No livro, as cidades não têm nome e o tempo é inexato, mas o reconhecimento arde aos olhos. Não é preciso ir longe para entender que a galeria de personagens que atravessa o mar de telhas representa um simulacro de sociedade em que a crueldade, os abusos e o desprezo pelo outro configuram a normalidade. Perder a razão, aqui, é pura e simplesmente uma forma de se libertar.
As histórias de Augusto, Betinho e Rita espelham absurdos e tiranias, assim como as outras narrativas e os lugares que as perpassam. Dos dois desquitados abandonados à própria sorte que, após a morte de seu cavalo, fincam residência na rua; passando pela “casa dos bocós”, onde pessoas dormem no chão; o mundo aqui é um deserto e viver a vida de acordo significa fechar os olhos para o horror. Nessas vidas cheias de lacunas, a loucura descortina um outro modo de existir: mais honesto, mais real e, quem sabe, mais próximo da salvação.

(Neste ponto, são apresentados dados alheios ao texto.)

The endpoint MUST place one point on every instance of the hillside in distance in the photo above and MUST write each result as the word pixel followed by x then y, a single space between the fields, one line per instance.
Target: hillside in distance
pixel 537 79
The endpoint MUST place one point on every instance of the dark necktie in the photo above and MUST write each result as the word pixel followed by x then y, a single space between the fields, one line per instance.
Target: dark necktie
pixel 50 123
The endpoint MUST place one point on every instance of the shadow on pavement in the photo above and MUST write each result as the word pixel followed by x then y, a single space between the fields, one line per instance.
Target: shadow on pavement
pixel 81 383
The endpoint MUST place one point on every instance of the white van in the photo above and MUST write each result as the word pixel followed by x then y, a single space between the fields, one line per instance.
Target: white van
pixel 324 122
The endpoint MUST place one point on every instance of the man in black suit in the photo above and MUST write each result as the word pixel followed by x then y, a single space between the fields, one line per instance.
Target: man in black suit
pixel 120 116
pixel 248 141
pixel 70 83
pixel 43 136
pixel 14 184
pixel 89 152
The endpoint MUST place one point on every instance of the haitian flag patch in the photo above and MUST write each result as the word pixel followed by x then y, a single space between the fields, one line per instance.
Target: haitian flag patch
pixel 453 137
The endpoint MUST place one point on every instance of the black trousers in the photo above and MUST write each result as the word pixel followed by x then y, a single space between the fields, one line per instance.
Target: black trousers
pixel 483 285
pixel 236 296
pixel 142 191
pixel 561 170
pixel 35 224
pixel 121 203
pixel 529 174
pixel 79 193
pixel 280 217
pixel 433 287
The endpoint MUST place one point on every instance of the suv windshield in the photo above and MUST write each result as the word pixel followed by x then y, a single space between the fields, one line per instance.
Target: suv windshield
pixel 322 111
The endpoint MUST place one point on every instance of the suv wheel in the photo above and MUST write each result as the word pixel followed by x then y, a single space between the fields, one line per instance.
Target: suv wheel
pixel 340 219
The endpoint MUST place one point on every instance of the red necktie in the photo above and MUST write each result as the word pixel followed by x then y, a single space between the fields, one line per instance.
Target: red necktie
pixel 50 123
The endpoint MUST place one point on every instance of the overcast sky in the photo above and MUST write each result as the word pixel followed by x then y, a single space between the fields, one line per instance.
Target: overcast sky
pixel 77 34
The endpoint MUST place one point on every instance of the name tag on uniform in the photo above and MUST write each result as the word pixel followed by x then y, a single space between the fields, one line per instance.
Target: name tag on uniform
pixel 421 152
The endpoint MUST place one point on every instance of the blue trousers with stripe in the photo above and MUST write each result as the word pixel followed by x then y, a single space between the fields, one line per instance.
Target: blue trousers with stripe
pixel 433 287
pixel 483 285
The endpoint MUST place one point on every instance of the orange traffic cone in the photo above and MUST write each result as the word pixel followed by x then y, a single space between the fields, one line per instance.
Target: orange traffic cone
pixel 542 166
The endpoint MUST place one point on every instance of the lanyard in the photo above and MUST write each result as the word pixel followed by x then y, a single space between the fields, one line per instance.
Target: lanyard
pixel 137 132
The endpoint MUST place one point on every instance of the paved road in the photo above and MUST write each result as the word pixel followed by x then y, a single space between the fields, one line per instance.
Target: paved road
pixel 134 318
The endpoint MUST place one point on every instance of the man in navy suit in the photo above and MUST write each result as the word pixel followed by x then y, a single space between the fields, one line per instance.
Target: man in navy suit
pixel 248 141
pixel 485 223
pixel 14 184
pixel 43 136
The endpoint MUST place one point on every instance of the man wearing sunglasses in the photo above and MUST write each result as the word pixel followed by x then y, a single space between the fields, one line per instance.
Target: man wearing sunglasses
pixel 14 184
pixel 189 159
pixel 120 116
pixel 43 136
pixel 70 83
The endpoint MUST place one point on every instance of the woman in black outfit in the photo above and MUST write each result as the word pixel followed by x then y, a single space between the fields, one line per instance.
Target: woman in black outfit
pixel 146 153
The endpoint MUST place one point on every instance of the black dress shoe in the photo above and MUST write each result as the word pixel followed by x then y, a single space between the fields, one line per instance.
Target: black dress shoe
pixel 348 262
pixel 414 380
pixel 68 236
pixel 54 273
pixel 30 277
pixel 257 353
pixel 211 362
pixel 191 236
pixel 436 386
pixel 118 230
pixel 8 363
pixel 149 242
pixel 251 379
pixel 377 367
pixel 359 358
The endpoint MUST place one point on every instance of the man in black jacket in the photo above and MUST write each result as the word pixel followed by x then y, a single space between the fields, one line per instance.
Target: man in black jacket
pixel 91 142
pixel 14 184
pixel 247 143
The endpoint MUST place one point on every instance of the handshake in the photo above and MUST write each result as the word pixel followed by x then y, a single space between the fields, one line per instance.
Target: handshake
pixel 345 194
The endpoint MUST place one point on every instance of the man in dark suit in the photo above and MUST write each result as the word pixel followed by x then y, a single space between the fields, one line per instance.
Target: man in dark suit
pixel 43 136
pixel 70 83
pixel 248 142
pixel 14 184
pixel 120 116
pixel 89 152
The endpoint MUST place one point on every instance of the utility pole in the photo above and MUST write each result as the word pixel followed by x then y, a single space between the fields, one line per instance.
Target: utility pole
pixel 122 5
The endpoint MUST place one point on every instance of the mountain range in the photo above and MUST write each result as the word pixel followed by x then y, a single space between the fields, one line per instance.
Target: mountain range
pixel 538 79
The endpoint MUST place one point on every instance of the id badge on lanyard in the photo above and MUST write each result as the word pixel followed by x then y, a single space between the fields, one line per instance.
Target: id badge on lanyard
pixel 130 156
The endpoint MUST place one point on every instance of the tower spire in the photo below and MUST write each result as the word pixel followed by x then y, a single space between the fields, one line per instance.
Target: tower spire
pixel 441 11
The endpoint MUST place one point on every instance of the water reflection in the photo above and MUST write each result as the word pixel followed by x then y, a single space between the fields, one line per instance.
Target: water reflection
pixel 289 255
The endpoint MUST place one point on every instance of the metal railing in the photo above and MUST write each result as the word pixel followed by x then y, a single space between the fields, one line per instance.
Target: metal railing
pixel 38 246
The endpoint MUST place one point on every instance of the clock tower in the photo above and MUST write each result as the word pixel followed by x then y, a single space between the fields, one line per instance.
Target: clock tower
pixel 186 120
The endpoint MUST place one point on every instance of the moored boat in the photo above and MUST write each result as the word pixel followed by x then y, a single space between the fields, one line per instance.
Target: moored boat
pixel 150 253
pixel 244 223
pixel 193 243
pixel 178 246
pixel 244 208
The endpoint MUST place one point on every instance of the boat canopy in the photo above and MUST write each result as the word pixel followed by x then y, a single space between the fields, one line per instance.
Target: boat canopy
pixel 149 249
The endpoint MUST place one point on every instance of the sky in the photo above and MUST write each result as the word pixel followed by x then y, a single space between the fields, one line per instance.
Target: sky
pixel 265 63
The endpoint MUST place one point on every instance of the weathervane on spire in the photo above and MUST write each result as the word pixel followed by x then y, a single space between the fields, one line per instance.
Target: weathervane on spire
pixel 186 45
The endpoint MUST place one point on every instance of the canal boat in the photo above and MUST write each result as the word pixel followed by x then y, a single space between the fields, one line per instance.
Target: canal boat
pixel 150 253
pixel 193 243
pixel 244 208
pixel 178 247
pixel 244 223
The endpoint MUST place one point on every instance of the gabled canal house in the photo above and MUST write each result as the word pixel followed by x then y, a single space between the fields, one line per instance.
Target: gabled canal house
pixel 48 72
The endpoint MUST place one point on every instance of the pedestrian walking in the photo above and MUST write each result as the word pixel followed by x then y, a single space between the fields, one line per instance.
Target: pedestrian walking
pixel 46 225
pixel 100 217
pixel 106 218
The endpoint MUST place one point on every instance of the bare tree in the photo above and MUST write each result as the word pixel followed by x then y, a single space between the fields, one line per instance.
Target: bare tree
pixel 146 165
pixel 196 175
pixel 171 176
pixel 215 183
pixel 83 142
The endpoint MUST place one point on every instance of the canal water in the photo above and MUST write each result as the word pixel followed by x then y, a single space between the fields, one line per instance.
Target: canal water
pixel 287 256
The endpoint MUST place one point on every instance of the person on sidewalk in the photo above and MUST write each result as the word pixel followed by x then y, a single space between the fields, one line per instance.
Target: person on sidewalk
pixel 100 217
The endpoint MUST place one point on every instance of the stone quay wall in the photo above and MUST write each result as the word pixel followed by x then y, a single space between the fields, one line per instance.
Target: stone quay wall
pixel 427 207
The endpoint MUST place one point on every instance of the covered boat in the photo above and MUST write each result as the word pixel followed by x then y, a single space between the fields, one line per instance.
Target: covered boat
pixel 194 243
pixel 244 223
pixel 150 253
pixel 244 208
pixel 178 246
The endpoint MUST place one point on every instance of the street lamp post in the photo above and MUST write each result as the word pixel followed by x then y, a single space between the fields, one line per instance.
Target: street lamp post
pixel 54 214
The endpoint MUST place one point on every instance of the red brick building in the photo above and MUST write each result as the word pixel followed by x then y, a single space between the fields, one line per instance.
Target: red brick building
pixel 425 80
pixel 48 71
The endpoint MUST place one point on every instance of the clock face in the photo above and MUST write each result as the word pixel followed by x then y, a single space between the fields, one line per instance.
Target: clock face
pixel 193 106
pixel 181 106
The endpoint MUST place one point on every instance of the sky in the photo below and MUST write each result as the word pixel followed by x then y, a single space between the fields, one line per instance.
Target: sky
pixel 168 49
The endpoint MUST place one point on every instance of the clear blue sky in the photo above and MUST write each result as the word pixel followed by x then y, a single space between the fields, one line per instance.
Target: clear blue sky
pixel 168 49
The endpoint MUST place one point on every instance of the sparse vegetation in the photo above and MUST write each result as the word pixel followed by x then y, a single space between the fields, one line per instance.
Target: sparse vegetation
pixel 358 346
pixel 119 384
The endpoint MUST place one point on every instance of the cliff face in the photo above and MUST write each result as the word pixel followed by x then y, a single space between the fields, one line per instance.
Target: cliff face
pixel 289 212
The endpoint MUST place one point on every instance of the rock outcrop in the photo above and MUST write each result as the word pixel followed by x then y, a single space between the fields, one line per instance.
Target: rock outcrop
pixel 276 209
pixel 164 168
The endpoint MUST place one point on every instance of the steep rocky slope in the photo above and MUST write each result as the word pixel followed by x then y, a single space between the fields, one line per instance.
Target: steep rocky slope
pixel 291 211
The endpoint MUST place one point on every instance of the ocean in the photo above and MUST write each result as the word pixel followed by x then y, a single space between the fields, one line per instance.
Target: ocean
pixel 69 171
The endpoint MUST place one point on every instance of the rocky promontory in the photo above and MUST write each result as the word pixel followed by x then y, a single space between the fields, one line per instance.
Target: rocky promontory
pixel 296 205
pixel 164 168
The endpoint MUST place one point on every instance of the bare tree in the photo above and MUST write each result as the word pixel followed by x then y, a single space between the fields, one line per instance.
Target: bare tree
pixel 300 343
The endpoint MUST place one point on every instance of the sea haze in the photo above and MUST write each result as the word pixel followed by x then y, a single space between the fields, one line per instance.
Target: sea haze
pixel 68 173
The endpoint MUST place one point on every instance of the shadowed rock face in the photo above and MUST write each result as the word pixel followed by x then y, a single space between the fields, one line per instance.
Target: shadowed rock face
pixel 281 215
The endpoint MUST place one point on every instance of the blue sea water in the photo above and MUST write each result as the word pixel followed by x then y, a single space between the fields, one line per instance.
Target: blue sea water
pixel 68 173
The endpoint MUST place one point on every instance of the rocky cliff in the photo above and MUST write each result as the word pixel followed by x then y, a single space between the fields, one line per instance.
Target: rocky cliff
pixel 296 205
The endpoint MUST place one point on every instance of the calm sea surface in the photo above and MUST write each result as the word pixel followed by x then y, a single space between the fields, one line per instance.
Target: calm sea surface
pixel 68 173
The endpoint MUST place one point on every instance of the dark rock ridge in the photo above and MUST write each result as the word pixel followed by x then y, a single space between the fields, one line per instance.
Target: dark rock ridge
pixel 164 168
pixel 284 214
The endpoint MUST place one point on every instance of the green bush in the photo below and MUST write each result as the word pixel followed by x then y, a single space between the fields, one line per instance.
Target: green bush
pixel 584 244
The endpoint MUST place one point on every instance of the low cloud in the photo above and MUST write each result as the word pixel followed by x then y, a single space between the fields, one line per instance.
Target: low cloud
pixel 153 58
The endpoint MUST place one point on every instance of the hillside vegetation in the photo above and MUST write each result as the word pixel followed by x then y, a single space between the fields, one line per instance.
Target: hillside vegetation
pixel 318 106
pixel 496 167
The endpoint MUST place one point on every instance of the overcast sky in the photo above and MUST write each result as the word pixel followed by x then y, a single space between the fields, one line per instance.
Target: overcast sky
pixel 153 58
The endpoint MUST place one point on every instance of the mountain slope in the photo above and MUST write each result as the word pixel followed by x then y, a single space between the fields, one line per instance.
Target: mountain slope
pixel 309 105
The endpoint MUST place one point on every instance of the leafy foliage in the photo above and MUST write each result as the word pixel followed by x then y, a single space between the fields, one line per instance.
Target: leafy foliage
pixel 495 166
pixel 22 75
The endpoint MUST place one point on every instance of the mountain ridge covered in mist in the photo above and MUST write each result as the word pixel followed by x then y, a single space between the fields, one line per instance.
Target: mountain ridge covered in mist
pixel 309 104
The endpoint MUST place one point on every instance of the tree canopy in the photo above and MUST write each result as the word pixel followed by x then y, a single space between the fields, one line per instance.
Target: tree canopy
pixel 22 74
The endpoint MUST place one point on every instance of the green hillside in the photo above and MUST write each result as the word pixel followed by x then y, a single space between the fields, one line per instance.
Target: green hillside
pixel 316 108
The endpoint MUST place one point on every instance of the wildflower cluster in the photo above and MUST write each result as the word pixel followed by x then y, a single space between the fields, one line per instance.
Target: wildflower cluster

A brasiliense Mariana Lozzi demonstra um talento raro para a escolha de palavras, flertando com a poesia e o realismo fantástico, com metáforas delicadas e sutis. Seu pequeno universo mítico é feito de solidão e tristeza. O desfecho da história esmurra o coração. Se a literatura é um modo de sentir, no “Mar de telhas” o sentimento transborda em uma prosa cheia de cadências. É uma linda e poderosa estreia.